You would imagine, you would hope that this should cause the world to stop and think and decide: no more weapons, no more war. But no, the masters of war want ever more weapons, ever more war, ever more profits.
And what about those whose involvement in weapons manufacture or war- making up to now has been limited. Wouldn’t you think they would say – no – not us – we will travel a different path, a path towards peace and development. But no – the Republic of Ireland whose involvement in arms manufacturing has been limited but growing up to now has – in the week following COP 26 – publicly launched a weapons manufacturing drive to entice small and medium-sized businesses into the war industry, which is one of the greatest sources of carbon emissions.

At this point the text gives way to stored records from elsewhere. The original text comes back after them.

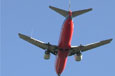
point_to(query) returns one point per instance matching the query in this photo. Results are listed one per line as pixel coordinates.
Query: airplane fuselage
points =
(64, 43)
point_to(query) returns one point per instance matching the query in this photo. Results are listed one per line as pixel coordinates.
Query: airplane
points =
(64, 48)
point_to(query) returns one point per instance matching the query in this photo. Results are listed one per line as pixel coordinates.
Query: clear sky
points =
(34, 18)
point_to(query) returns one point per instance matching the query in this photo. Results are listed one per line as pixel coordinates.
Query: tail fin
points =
(74, 13)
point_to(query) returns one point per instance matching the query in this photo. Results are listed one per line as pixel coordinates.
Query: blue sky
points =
(34, 18)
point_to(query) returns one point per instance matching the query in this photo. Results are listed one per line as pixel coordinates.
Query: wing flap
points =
(83, 48)
(94, 45)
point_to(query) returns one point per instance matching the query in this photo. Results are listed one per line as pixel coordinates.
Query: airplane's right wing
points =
(83, 48)
(38, 43)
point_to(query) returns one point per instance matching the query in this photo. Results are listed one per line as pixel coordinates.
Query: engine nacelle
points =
(78, 57)
(47, 55)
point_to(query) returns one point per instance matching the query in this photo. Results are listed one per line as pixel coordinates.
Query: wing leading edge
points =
(38, 43)
(81, 48)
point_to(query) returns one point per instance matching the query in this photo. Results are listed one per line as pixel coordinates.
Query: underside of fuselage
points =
(64, 44)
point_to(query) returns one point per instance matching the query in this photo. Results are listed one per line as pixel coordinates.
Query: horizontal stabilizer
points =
(76, 13)
(60, 11)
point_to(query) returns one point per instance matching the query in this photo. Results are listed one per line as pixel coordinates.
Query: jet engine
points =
(78, 57)
(47, 55)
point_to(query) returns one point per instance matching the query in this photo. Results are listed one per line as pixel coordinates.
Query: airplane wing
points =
(38, 43)
(81, 48)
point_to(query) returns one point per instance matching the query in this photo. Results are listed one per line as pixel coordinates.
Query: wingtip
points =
(110, 39)
(19, 34)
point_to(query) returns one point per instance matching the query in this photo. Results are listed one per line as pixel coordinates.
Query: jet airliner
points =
(64, 48)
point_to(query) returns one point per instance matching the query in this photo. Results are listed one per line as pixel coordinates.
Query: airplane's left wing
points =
(38, 43)
(83, 48)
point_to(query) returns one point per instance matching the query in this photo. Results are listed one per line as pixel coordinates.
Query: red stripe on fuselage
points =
(64, 44)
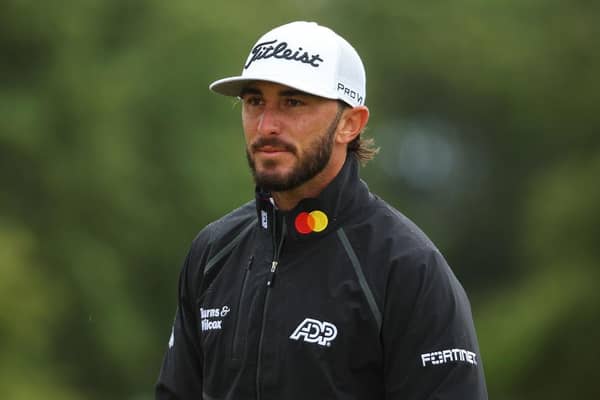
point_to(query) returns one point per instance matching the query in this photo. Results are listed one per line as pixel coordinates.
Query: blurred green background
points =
(113, 154)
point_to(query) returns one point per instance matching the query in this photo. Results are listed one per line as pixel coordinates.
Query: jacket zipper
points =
(236, 337)
(277, 245)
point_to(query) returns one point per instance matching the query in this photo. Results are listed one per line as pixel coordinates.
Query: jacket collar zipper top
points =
(277, 241)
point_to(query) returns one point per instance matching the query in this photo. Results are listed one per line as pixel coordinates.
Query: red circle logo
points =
(315, 221)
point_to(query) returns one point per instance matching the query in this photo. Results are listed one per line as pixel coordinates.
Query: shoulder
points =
(222, 232)
(381, 228)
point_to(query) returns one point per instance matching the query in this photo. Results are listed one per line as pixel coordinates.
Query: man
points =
(317, 289)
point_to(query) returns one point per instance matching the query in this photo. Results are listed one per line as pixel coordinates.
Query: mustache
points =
(273, 142)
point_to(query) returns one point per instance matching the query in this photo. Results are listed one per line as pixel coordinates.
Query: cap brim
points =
(233, 86)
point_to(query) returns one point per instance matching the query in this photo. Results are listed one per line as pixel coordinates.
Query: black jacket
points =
(362, 307)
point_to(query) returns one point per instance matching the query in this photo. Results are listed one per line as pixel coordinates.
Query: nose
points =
(269, 121)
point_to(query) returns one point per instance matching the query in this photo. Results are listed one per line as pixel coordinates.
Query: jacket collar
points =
(314, 217)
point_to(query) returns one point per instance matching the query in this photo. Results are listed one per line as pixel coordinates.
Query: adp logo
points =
(314, 331)
(314, 221)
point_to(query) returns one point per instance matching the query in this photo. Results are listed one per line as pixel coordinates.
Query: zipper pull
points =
(272, 274)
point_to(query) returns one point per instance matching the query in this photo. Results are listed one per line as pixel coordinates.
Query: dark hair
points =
(363, 149)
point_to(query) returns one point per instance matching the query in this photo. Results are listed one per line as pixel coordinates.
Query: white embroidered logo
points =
(208, 315)
(314, 331)
(445, 356)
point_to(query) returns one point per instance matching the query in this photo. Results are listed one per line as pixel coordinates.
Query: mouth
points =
(271, 150)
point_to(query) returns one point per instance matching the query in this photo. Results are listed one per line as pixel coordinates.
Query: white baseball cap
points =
(305, 56)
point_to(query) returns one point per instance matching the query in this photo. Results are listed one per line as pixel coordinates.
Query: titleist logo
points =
(281, 50)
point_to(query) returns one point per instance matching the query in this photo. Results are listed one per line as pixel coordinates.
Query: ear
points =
(351, 124)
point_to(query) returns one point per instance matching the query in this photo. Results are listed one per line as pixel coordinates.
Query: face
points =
(289, 134)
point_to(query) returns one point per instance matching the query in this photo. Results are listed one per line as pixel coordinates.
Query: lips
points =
(272, 146)
(271, 149)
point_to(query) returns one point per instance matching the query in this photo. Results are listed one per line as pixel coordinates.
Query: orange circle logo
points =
(315, 221)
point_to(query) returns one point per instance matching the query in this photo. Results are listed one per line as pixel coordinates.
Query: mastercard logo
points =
(314, 221)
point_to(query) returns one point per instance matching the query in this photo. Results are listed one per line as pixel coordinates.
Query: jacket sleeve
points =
(429, 339)
(180, 376)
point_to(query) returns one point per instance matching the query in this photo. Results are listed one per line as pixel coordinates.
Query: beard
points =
(315, 159)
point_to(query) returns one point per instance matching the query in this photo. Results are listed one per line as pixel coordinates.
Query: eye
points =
(292, 102)
(253, 100)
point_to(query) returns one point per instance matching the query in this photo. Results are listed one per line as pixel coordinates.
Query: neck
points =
(287, 200)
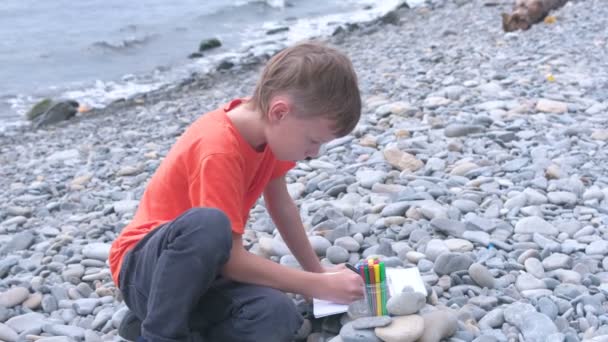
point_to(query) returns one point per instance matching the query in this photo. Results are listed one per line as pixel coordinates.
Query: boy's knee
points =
(211, 224)
(279, 315)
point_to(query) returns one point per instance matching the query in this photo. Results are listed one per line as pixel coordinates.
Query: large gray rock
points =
(402, 329)
(448, 263)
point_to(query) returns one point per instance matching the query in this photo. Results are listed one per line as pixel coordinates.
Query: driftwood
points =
(528, 12)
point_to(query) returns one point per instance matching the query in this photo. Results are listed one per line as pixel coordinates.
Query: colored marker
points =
(352, 268)
(366, 272)
(377, 289)
(372, 276)
(384, 294)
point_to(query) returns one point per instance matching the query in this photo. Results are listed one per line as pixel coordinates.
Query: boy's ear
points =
(279, 108)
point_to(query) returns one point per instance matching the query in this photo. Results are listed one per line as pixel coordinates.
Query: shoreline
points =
(469, 163)
(255, 53)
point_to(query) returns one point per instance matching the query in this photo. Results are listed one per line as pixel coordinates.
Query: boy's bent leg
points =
(243, 312)
(169, 271)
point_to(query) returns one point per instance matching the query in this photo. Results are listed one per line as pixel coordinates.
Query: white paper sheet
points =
(397, 279)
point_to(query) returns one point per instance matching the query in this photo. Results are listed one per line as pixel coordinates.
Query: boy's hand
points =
(343, 286)
(334, 268)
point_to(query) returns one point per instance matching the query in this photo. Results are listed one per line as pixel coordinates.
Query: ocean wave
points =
(271, 3)
(124, 44)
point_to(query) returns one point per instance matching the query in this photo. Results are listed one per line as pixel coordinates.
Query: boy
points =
(181, 264)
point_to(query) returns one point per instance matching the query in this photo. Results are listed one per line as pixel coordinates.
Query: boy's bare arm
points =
(285, 215)
(342, 287)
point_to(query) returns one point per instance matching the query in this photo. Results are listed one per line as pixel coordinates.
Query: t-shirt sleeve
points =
(219, 184)
(281, 167)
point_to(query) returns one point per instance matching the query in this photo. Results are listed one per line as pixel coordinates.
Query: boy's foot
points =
(130, 327)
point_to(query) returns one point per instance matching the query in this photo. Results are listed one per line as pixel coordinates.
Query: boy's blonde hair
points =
(319, 80)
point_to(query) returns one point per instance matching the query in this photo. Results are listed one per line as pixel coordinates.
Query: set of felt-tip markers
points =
(373, 273)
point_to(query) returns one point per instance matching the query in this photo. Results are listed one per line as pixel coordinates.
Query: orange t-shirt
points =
(211, 165)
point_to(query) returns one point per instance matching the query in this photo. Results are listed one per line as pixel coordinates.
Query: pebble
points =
(402, 329)
(482, 173)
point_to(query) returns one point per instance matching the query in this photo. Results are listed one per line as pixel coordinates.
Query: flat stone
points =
(557, 260)
(97, 250)
(14, 296)
(337, 254)
(350, 334)
(448, 263)
(402, 329)
(7, 334)
(438, 325)
(449, 227)
(551, 106)
(403, 161)
(481, 275)
(372, 322)
(459, 245)
(405, 303)
(26, 322)
(534, 224)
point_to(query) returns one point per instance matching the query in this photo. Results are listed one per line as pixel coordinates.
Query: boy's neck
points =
(250, 124)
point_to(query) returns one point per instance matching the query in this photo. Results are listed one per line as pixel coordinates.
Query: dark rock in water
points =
(225, 65)
(277, 30)
(39, 108)
(19, 242)
(195, 55)
(58, 112)
(208, 44)
(391, 17)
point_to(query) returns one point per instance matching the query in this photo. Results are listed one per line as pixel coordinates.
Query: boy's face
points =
(291, 137)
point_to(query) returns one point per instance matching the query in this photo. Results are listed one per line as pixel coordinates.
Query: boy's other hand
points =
(334, 268)
(342, 286)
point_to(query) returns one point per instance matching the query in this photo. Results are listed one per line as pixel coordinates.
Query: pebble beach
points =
(480, 159)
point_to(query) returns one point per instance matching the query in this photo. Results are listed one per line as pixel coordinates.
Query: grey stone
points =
(371, 322)
(350, 334)
(448, 263)
(405, 303)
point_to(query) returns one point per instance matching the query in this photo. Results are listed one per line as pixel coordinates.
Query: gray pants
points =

It is in this context that a new initiative supported by many organisations and individuals devoted to peace and opposed to war was launched by Nobel Peace Laureate Mairéad Maguire in Downpatrick on the birth date of Colmcille, December 7th.
This initiative is called the Downpatrick Declaration and it is an attempt to shout ‘stop’ to the slide towards greater war-mongering, addressed to Governments on these Islands. The Declaration takes its lead from the Belfast/Good Friday Agreement in which the Irish and British Governments affirmed “their total and absolute commitment to exclusively peaceful means of resolving differences on political issues, and opposition to any use or threat of force for any political purpose.”
How can this tally with the granting of a £30 million contract to a company based in Belfast – a city that still bears the scars of 30 years of conflict – to develop military drones or with the Irish government’s invitation to small and medium-sized businesses, in Ireland to ‘make a killing’ in the war industry?
The Declaration references Downpatrick as a place of great significance in Ireland, where Colmcille, Patrick and Brigid are believed to be buried: Brigid famously sold her father’s precious sword to buy food for a poor person and Patrick, a former slave, rejected killing and encouraged his followers to practice love and charity.
The Declaration challenges the ‘military industrial mind-set’ which suggests that producing more weapons and arming ourselves to death can be a sound basis for prosperity on this island or for supporting peace and development in the wider world.
Ireland, rather than becoming a Johnny-come-lately in the war industry, should draw on its unique history of colonialism and oppression and use its position on the UN Security Council to work for genuine peace, true human security and real disarmament. We should stand in solidarity with the poor, the dispossessed and those who’ve been driven from their homes by war and climate change. The millions of refugees and displaced people, indeed our planet itself, are crying out not for more weapons or war mongering but for peace and an end to conflict and violence.
The Downpatrick Declaration is a step in that direction.